Compound LitQuidity

Thanks for taking time to put a variety of thoughts together @massnomis.

A few points around mechanics:

  • If assets are held in the Timelock contract (of which Governor Bravo is the admin), then use of those funds requires COMP token-holder approval
  • If assets are held in a multi-sig wallet (e.g. the community multi-sig), use of those funds does not require COMP token-holder approval, and instead of based on a social contract, Snapshot voting, etc.
  • The Timelock by default acts as the Compound “treasury”; any reserves removed from a market first enter the Timelock
  • The Timelock contract can receive governance instructions from COMP-tokenholders, including to borrow assets, transfer them, etc; it can collect COMP on its own (although the claim function can be called by anybody to collect the Timelock’s COMP).

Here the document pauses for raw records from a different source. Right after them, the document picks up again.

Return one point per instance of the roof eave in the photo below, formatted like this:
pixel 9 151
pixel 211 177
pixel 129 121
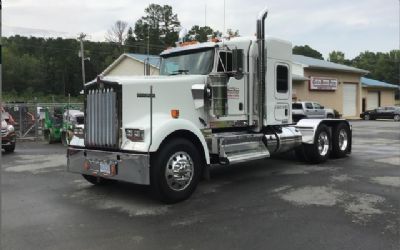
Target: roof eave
pixel 362 72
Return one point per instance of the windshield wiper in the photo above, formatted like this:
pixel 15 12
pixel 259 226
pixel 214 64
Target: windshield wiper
pixel 179 72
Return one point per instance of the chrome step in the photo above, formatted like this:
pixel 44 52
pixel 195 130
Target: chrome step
pixel 239 147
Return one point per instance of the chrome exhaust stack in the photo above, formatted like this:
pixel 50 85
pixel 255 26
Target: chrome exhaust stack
pixel 261 66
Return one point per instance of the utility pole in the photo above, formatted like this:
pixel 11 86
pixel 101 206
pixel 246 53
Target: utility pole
pixel 205 15
pixel 81 37
pixel 148 50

In regards to the PoolTogether proposal, without any code changes, token-holders could through a proposal:

  1. Transfer a significant overcollateralization of COMP to the Timelock (such that it doesn’t face, in any short time-frame, reasonable liquidation risk)
  2. Approve COMP to cCOMP; enable cCOMP (and cUNI?) as collateral; mint cCOMP; borrow USDC
  3. Call the sponsor function of PoolTogether; end sponsorship if/when ready

This process would not change the dynamics of the community, proposal process, or entrust any individuals with funds or managing assets; the entire process would be subject to COMP token-holder governance.

If this process is successful, the community could expand liquidity operations in any number of ways; all of which will be fun to design and debate.